A coalition of House Democrats wants Pope Francis to focus on how to address income inequality during his historic address to Congress later this month.
More than 90 lawmakers signed on to a letter spearheaded by liberal Rep. Rosa DeLauro (D-Conn.), who has made food stamp-funding and other government assistance one of her signature issues in Congress.
The lawmakers expressed hope that Pope Francis, who has built his image as an advocate for people in poverty, would bring attention to policies they've pushed for years during his Sept. 24 address.
"Your message of hope could not come at a more crucial time, in particular to those in our nation that are struggling on a minimum wage salary, or relying on public assistance to put food on the table."
The letter to the Vatican is dated from Aug. 12 but was not made public until this week.
In the letter, the lawmakers cited cuts to food stamps, the lack of an increase in the minimum wage since 2009 and inconsistent availability of paid sick leave as contributors to income inequality in the U.S. The House Democrats notably refrained from specifically calling out Republicans for opposing a minimum wage increase, saying only that "some in the U.S. Congress have refused to prioritize" it.
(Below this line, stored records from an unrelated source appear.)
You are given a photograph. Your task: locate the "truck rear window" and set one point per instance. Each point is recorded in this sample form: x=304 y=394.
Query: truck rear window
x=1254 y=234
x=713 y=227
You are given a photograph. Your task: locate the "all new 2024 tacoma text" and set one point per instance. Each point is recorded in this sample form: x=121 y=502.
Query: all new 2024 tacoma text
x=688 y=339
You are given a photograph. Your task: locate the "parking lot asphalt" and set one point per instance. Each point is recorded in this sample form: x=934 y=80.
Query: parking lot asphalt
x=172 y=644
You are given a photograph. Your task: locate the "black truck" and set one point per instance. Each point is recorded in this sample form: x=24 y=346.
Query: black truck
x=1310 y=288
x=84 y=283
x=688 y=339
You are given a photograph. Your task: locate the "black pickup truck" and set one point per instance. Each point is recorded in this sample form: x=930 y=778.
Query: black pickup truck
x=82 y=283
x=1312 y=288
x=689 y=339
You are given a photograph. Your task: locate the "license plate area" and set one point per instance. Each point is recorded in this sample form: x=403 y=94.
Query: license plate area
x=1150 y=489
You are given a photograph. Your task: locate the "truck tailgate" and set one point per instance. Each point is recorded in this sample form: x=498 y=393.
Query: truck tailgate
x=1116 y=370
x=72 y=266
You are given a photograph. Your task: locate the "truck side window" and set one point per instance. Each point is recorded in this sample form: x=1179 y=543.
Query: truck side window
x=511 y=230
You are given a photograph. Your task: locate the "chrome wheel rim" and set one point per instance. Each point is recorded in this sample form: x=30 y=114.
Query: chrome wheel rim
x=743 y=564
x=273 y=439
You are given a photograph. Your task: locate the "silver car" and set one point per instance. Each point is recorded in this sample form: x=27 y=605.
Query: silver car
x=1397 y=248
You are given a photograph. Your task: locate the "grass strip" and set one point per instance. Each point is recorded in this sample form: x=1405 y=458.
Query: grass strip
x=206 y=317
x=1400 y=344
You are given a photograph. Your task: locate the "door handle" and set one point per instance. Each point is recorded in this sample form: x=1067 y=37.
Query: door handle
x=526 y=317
The House Democrats further praised the pontiff's encyclical earlier this year on climate change and again offered a subtle jab at lawmakers — primarily Republicans — who oppose the Obama administration's environmental initiatives.
"Here too we struggle as a nation because the U.S. Congress continues to enact a national budget for 2015 that requires that national agencies promote coal fired plants abroad and directs 'no funds may be available for the Green Climate Fund' to help developing nations deal with the impact of climate change," they wrote.
The GOP-led House Appropriations Committee produced a State Department spending bill earlier this year that would eliminate funding for the Green Climate Fund, along with the Strategic Climate Fund and Clean Technology Fund. The panel explained in a statement upon releasing the legislation that the cuts were included in order to ensure enough funding for global security operations.
In addition to his speech before Congress — the first ever by a pope — Francis will meet with President Obama at the White House and conduct mass at the Washington Basilica during his D.C. visit. He also plans to meet with a group of homeless people at a D.C. parish later in the day after speaking to members of Congress.